Il caso era scoppiato all’inizio del 2006, con il ritrovamento all’interno della caserma Berghinz di via San Rocco di un centinaio di armi sequestrate agli iracheni in occasione delle missioni “Antica Babilonia 2” (29 settembre 2003 - 6 febbraio 2004) e “Antica Babilonia 4” (23 aprile - 12 settembre 2004). Nella vicenda erano rimasti coinvolti cinque militari del Terzo reggimento guastatori, di stanza in quella stessa caserma: tutti sospettati della presunta importazione illegale di armi dall’Iraq e tutti finiti per questo sotto indagine, nell’inchiesta avviata dalla Procura militare di Padova e transitata, poi, in quelle di Roma e di Cagliari. Fino al successivo approdo alla Procura ordinaria di Udine e al definitivo trasferimento, per competenza territoriale, a quella di Roma.

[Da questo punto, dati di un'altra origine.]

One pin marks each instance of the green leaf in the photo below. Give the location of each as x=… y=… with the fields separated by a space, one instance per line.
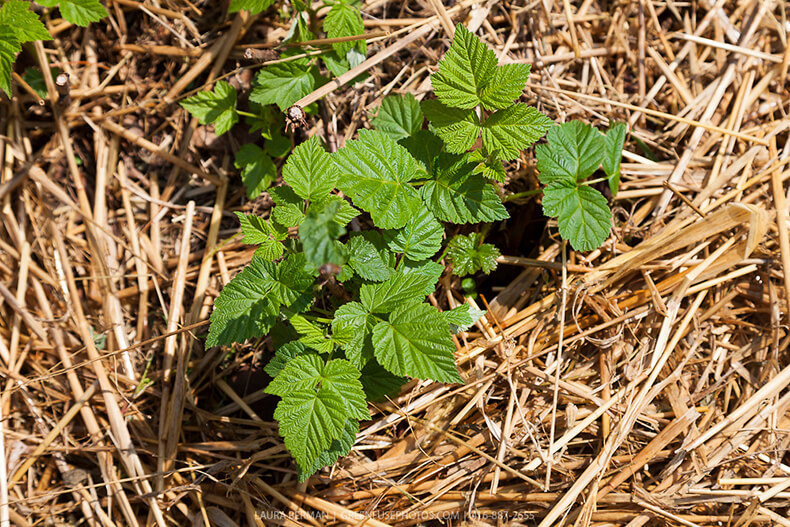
x=284 y=353
x=458 y=128
x=283 y=84
x=513 y=129
x=469 y=255
x=289 y=211
x=318 y=398
x=310 y=171
x=378 y=383
x=9 y=47
x=419 y=239
x=258 y=171
x=465 y=71
x=415 y=341
x=319 y=233
x=253 y=6
x=353 y=328
x=458 y=195
x=573 y=152
x=344 y=20
x=79 y=12
x=399 y=116
x=16 y=14
x=339 y=447
x=462 y=317
x=246 y=307
x=366 y=260
x=506 y=86
x=400 y=289
x=216 y=107
x=258 y=231
x=374 y=172
x=613 y=153
x=582 y=213
x=312 y=336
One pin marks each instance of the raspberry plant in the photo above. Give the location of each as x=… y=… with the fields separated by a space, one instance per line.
x=349 y=252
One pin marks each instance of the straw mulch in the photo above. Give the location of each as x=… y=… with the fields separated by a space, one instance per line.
x=644 y=383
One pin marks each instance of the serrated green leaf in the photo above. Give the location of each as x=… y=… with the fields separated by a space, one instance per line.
x=416 y=342
x=430 y=271
x=506 y=86
x=253 y=6
x=399 y=116
x=258 y=171
x=400 y=289
x=458 y=128
x=573 y=152
x=513 y=129
x=258 y=231
x=458 y=195
x=318 y=399
x=465 y=71
x=488 y=166
x=462 y=317
x=79 y=12
x=289 y=211
x=283 y=84
x=613 y=154
x=366 y=260
x=419 y=239
x=284 y=353
x=311 y=335
x=378 y=383
x=16 y=14
x=310 y=171
x=582 y=213
x=374 y=173
x=245 y=308
x=344 y=20
x=9 y=47
x=319 y=233
x=469 y=255
x=340 y=447
x=353 y=328
x=217 y=107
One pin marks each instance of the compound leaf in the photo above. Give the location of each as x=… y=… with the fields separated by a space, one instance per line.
x=465 y=71
x=419 y=239
x=245 y=308
x=262 y=233
x=258 y=171
x=582 y=213
x=505 y=87
x=415 y=342
x=283 y=84
x=374 y=172
x=16 y=14
x=457 y=195
x=513 y=129
x=458 y=128
x=469 y=254
x=310 y=171
x=573 y=152
x=366 y=260
x=399 y=116
x=79 y=12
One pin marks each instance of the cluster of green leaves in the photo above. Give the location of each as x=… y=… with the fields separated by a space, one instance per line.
x=574 y=152
x=345 y=306
x=19 y=24
x=280 y=84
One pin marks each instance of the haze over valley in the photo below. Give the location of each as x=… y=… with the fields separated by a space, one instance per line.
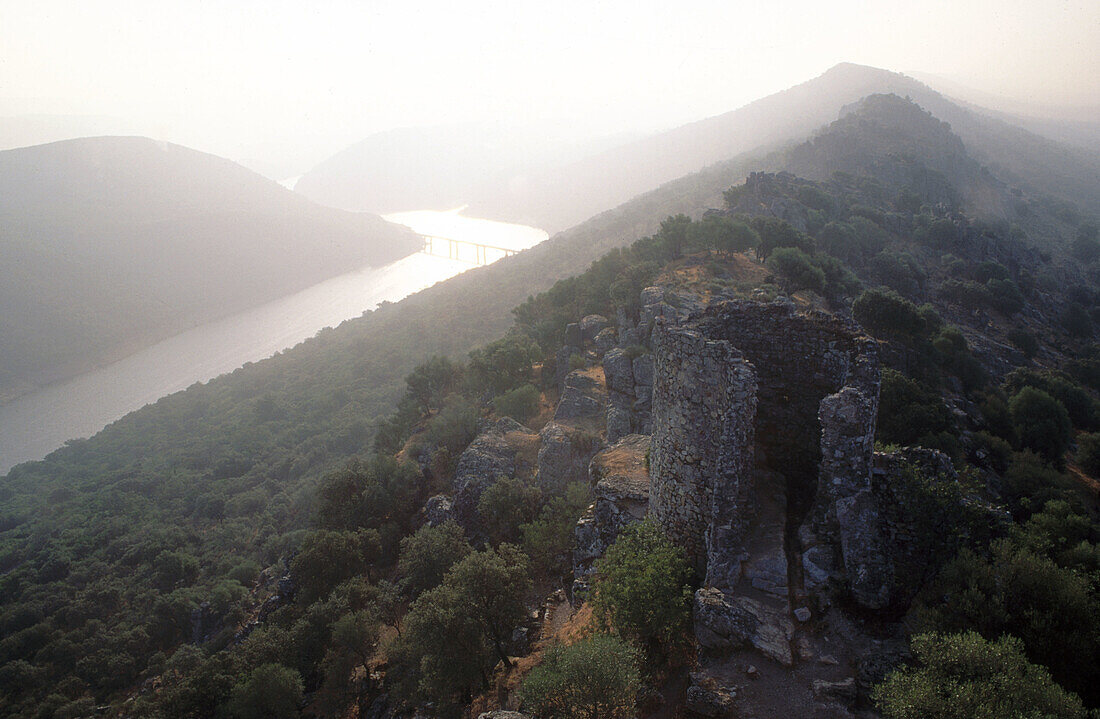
x=524 y=362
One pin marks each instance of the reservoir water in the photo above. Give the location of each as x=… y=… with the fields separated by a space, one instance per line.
x=36 y=423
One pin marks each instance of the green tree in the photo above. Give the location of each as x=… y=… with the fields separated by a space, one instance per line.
x=1053 y=610
x=427 y=555
x=457 y=632
x=507 y=505
x=270 y=692
x=519 y=404
x=796 y=269
x=777 y=233
x=641 y=587
x=595 y=678
x=432 y=380
x=964 y=676
x=1042 y=423
x=331 y=557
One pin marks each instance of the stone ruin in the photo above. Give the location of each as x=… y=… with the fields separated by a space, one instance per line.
x=761 y=460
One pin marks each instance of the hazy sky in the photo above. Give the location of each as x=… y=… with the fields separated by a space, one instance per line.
x=233 y=77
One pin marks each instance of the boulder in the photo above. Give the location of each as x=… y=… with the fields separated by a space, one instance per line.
x=564 y=454
x=622 y=490
x=491 y=456
x=724 y=622
x=438 y=509
x=592 y=325
x=574 y=336
x=582 y=398
x=605 y=341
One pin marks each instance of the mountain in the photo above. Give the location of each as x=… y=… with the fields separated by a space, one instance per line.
x=569 y=194
x=110 y=243
x=438 y=167
x=174 y=527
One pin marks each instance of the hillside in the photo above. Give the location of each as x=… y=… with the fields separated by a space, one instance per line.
x=161 y=551
x=437 y=167
x=569 y=194
x=111 y=243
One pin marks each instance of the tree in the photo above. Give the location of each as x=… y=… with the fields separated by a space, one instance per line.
x=1051 y=609
x=964 y=676
x=796 y=269
x=595 y=678
x=507 y=505
x=1042 y=423
x=641 y=587
x=494 y=584
x=777 y=233
x=883 y=312
x=428 y=554
x=331 y=557
x=432 y=380
x=457 y=632
x=723 y=233
x=519 y=404
x=1088 y=453
x=271 y=692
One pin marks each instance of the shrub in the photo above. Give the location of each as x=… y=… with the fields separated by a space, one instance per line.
x=1016 y=592
x=519 y=404
x=454 y=427
x=777 y=233
x=507 y=505
x=271 y=692
x=883 y=312
x=796 y=269
x=1088 y=453
x=1042 y=423
x=595 y=678
x=428 y=554
x=1024 y=341
x=641 y=587
x=910 y=412
x=964 y=676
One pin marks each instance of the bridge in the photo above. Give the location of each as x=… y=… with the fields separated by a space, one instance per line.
x=461 y=250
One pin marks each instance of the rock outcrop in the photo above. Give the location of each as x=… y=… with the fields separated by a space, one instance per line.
x=804 y=388
x=620 y=483
x=494 y=454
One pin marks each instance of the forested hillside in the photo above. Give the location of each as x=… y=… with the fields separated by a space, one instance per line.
x=111 y=243
x=257 y=541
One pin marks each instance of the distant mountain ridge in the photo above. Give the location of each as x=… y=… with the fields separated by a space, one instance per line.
x=110 y=243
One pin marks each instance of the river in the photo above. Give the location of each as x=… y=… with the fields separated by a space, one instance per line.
x=36 y=423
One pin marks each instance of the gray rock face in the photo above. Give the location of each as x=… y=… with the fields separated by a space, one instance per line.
x=605 y=340
x=622 y=490
x=563 y=456
x=487 y=458
x=724 y=622
x=629 y=393
x=804 y=386
x=592 y=325
x=582 y=398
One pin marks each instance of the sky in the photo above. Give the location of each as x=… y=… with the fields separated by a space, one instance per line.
x=293 y=79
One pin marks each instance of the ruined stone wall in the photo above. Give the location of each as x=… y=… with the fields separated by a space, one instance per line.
x=704 y=400
x=802 y=388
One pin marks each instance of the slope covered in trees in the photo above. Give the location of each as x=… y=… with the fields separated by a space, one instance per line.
x=111 y=545
x=110 y=243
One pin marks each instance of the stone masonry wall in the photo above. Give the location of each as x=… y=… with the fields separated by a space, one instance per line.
x=800 y=387
x=701 y=478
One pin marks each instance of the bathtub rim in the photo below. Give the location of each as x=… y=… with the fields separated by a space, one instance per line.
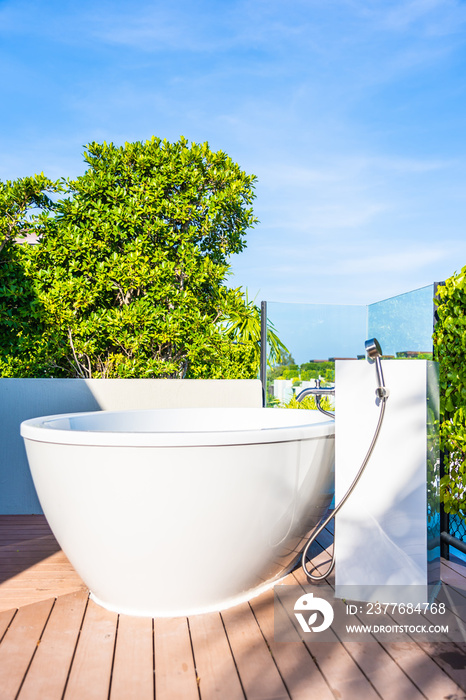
x=39 y=430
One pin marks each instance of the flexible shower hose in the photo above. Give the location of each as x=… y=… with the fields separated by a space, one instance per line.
x=321 y=577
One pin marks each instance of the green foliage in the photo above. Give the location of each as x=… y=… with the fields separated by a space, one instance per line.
x=308 y=370
x=24 y=206
x=127 y=279
x=309 y=402
x=243 y=325
x=450 y=351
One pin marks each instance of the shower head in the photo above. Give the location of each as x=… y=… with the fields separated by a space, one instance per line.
x=374 y=353
x=373 y=349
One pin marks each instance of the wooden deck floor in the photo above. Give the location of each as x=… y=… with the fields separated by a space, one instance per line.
x=56 y=643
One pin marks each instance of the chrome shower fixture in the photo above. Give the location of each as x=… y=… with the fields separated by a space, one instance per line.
x=374 y=353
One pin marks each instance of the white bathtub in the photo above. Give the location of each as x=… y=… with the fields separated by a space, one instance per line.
x=173 y=512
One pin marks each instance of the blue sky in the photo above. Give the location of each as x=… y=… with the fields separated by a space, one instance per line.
x=351 y=113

Dove, qualche mese fa, è cominciato il processo davanti al collegio della Quinta sezione penale. E dove, nella nuova udienza di ieri, è stato sentito in qualità di teste il capitano Fabio Pasquariello, all’epoca comandante del Nucleo operativo del Comando provinciale dei carabinieri di Udine, che effettò le perquisizioni nella caserma e a casa di alcuni degli indagati. Uscito di scena l’allora comandante del Terzo reggimento, colonnello Silvio Zagli, di Udine, con il proscioglimento deciso nel 2009 dal gup di Udine, ad affrontare il dibattimento sono rimasti il generale di divisione Mario Ruggiero, di Roma (difeso dall’avvocato Cinzia Fuggetti), che guidò gli uomini della Berghinz durante la missione in Iraq dal maggio al settembre 2004, il maggiore Stefano Venuti, di Pasian di Prato (avvocato Andrea Mascherin), il maresciallo capo Bruno Garlant, di Coseano (avvocato Alberto Tedeschi), che avrebbero avuto il compito di trasportare e custodire l’arsenale clandestino dall’Iraq all’Italia, e il maresciallo Alessandro Corbia, di Udine (avvocati Guido Jesu e Severino Lodolo).

Lungo l’elenco dei testi chiamati a dibattimento dall’accusa (una trentina) e dalla difesa (25), che ha citato anche l’ex ministro della Difesa e, all’epoca, capo di Stato maggiore della Difesa, Giampaolo Di Paola. Invitato a ricostruire le modalità del sequestro delle armi rinvenute alla Berghinz - dai kalashnikov alle pistole semiautomatiche e dai lanciarazzi alle mitragliatrici -, il capitano Pasquariello ha ricordato anche i numerosi reperti archeologici che erano stati trovati in alcune perquisizioni domiciliari e che l’accusa ritiene fossero stati recuperati in Iraq nel corso delle due missioni. Stando all’ipotesi accusatoria, Ruggiero, Venuti e Garlant avrebbero introdotto senza licenza in Italia, su motonavi battenti bandiera italiana impegnate nel trasporto di attrezzature e armamenti del personale delle missioni, armi non costituenti la normale dotazione delle Forze armate nazionali. E lo avrebbero fatto, senza dare luogo alle previste operazioni di distruzione. Ai soli Venuti e Garlant è contestata invece l’appropriazione dei reperti archeologici e la falsa attestazione dell’avvenuta distruzione con brillamento delle armi. (l.d.f.)